Android - I'm gradually working my way through the code, replacing various custom interfaces with standard ones. const char * const LCD_BACKLIGHT = "/sys/class/leds/lcd-backlight/brightness"; is an interesting standout so far.

Syndicated 2009-02-23 18:43:34 from Matthew Garrett

19 Feb 2009 »

In other news, my HP 2510p's screen was replaced last month after the hinge snapped. A chunk of plastic off the hinge cover snapped off two days ago. I'm somewhat puzzled by this, since I can't see any plausible way force could be applied to it - it's as if it came away slightly and then got crushed when I tried to close the lid. On top of the motherboard having been replaced 4 times now (twice due to faulty power connectors, one due to the fan being replaced and the motherboard being swapped at the same time, once because the machine started refusing to boot at LCA) and it still being slightly tempremental when booting, I'm not overly impressed - especially when I've only had it 18 months. Nobody else I know with one seems to have had the same level of difficulty, though dreadful thermal issues (especially when using the dock) seem to be common.

The X200s looks awfully shiny, but the 1440x900 screen option doesn't appear to be available in the UK. Oddly, despite having a SIM slot, it also doesn't seem to come with an HSDPA option.

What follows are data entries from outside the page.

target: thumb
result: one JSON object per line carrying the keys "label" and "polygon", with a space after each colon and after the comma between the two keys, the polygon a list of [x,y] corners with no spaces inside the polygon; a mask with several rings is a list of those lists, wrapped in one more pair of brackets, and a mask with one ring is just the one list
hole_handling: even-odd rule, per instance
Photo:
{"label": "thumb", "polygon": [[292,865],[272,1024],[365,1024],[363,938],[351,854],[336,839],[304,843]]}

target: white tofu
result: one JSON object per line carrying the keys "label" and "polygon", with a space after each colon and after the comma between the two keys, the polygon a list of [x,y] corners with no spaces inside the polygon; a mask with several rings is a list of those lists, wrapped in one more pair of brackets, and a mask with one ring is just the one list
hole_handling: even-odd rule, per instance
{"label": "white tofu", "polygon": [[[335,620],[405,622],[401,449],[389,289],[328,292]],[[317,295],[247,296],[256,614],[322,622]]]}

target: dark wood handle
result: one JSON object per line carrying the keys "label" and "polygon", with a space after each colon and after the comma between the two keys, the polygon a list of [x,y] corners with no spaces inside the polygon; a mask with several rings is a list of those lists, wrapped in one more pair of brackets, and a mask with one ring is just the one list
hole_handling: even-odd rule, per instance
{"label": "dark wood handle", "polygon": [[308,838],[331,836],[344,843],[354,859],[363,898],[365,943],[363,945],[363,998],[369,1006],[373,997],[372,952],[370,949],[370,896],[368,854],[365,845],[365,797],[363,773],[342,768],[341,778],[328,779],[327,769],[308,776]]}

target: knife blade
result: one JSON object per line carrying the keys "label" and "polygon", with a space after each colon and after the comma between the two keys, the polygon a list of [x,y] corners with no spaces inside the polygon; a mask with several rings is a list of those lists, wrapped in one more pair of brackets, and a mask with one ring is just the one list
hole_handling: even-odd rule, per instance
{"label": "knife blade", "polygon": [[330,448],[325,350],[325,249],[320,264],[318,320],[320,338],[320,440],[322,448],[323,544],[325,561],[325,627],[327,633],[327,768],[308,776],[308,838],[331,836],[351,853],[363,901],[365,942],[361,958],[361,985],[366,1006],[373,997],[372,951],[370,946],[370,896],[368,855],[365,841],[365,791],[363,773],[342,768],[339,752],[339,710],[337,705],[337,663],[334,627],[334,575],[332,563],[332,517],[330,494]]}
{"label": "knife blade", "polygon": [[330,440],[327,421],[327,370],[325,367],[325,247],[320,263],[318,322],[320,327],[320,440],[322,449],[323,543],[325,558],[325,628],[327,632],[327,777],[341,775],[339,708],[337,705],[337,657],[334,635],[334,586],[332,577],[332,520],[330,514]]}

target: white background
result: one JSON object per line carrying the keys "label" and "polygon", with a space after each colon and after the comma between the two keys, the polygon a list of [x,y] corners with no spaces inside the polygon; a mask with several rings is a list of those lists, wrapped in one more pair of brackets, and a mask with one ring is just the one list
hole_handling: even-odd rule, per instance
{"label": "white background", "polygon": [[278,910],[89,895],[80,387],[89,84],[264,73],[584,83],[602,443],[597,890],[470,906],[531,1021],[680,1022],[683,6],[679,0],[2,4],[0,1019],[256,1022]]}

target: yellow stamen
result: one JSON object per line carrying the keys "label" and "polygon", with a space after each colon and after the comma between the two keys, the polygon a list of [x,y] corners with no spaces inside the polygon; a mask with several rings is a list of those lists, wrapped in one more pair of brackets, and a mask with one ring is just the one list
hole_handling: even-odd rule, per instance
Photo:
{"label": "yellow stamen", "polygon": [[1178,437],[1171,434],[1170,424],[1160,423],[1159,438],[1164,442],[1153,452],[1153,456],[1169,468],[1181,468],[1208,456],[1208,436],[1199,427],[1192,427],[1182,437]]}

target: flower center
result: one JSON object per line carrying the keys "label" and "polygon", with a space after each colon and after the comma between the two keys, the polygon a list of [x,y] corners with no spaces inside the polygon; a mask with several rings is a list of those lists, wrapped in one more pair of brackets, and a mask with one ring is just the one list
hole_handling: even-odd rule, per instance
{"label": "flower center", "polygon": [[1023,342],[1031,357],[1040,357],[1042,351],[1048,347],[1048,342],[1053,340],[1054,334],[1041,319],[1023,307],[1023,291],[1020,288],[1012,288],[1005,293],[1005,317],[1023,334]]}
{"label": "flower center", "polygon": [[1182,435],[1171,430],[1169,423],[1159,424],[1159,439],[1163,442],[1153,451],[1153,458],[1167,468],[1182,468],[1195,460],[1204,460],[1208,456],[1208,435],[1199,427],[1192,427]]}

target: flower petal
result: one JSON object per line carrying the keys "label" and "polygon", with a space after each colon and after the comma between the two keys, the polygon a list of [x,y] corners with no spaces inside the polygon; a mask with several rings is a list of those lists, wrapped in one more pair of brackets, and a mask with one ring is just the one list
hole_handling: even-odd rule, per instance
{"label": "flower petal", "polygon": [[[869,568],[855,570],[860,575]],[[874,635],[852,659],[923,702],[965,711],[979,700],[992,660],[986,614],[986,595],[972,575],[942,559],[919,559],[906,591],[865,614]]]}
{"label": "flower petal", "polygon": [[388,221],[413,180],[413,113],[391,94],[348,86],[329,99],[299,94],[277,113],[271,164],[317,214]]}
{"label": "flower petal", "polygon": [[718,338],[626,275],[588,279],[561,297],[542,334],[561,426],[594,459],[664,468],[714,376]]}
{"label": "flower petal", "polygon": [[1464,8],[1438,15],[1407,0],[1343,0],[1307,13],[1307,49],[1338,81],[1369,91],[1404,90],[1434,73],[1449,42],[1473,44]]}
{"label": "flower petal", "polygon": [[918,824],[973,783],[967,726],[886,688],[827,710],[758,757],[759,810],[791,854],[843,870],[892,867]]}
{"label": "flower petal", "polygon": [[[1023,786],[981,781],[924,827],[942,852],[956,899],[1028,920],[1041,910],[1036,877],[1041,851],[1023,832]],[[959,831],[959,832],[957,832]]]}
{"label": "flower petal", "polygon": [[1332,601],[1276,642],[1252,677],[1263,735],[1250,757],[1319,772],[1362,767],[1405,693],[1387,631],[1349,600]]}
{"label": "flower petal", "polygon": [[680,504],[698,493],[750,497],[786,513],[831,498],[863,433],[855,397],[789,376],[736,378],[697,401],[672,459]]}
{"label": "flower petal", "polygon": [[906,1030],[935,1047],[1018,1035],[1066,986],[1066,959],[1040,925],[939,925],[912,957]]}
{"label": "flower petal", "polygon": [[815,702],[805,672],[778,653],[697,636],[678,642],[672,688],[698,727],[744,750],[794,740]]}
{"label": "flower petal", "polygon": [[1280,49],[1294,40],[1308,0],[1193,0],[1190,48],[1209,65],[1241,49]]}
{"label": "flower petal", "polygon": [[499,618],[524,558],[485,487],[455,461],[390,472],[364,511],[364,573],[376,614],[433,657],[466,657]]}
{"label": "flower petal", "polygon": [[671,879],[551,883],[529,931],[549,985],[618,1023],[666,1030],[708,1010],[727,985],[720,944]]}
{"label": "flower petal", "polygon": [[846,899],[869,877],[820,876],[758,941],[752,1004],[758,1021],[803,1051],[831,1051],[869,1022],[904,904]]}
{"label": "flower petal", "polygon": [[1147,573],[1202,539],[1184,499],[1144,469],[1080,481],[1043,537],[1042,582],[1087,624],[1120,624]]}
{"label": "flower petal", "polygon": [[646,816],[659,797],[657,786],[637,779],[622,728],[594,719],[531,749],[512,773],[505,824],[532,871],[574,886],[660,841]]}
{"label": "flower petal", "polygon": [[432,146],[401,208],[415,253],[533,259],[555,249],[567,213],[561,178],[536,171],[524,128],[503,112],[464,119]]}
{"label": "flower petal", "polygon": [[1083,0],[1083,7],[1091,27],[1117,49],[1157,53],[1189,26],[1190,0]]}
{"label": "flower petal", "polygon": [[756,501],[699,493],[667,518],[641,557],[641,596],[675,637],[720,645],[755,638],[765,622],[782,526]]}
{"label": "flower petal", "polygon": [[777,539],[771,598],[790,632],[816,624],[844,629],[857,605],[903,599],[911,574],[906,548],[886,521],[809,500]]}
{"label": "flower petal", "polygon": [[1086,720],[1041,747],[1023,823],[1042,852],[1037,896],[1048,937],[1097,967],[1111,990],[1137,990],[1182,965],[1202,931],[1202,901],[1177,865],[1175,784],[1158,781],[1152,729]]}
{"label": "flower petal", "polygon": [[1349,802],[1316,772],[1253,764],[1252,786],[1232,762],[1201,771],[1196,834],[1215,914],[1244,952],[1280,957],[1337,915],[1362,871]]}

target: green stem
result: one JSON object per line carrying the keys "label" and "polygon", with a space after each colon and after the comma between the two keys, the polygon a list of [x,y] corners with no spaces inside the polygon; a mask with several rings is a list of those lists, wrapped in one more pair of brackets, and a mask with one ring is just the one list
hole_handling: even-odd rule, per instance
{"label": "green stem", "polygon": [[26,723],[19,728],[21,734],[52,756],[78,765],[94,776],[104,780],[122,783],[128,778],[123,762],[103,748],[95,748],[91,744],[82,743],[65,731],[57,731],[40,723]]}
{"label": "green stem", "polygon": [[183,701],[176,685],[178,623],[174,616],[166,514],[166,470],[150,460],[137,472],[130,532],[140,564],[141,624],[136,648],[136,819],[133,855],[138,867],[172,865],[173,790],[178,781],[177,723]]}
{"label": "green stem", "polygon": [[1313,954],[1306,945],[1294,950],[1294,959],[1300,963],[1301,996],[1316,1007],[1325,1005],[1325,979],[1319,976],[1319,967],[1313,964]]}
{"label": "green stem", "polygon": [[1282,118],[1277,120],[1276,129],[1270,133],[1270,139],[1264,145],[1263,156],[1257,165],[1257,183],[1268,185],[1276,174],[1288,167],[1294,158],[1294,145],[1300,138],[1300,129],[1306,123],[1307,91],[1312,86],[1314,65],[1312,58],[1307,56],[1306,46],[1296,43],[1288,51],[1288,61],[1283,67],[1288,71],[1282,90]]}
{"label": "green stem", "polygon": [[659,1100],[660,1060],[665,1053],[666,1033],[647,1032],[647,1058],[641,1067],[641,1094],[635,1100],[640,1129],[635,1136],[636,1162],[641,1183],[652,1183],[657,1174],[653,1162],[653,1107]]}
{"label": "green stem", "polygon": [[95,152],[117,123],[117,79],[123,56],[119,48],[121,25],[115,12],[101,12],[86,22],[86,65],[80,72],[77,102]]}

Syndicated 2009-02-19 01:29:01 from Matthew Garrett

19 Feb 2009 »

Aside from the inherent humour in Opensolaris's attempt to migrate to a 15 year old shell, today brings the thrilling news that I'll be moving to Boston to join the engineering team in Westford, MA. I look forward to the Applebee's. Some of the more entertaining aspects of US immigration mean that it'll probably be in July at the earliest (365 days with the company, plus time spent in the US since starting), which means that I have plenty of time to properly investigate my local pubs to console myself over having to spend the rest of my life drinking American beer.